We only ever get bits and pieces about the development of the Canon EOS R1, which will be the flagship camera of the RF system. Most of what we're hearing now may have some truth in it, but there are also going to be a lot of unknowns and likely hearsay.

There is a recent report circulating the web that allegedly comes from a Canon Explorer of Light. The unnamed (of course) Explorer of Light claims that Canon's goal is for the Canon EOS R1 is for it to be equipped with an 85mp+ sensor, 24fps mechanical RAW burst and a big bump in sensor dynamic range. All of this sounds terrific, but we don't think these sorts of things would be known right now outside of the labs and meeting rooms at Canon.

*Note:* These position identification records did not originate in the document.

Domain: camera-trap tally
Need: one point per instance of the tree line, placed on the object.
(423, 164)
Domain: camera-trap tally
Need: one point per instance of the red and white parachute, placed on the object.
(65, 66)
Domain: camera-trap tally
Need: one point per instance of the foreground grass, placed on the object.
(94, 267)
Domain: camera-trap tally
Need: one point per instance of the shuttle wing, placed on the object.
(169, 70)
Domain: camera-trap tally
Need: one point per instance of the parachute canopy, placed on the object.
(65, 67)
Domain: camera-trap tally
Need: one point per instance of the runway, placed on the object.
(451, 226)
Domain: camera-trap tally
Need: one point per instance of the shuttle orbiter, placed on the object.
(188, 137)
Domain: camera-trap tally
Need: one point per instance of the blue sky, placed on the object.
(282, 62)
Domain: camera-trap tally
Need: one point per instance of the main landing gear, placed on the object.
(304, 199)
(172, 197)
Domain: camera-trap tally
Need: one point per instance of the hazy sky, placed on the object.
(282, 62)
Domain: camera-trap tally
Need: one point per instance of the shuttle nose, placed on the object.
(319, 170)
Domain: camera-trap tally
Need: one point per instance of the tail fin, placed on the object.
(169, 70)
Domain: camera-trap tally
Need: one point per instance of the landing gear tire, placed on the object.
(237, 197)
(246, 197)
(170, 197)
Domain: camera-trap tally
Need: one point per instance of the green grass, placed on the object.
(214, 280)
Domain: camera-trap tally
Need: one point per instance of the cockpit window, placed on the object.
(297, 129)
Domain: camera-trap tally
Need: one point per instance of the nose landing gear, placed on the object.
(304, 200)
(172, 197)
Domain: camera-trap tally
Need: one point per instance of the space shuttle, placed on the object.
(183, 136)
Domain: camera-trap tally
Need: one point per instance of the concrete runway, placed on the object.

A good source also reached out last week and told us that the Canon EOS R1 may not see the light of day until the 2024 Summer games in Paris, France. If that's the case, we expect Canon to start talking about the camera some months before the games begin.

The “halo” or “flagship” product for a line is rarely a big money maker, just based on economies of scale, and we think that Canon is probably more interested in getting new high-volume products to market. The lower end of the full-frame EOS R system will need to be addressed in the next 6-12 months and there are also gaping holes in the RF lens lineup to be addressed.

We also wouldn't be shocked to see a Canon EOS R5 S announced well before the EOS R1.

While us gear nerds love to talk about the best of the best and all that it can do, that really isn't a good representation of the industry as a whole.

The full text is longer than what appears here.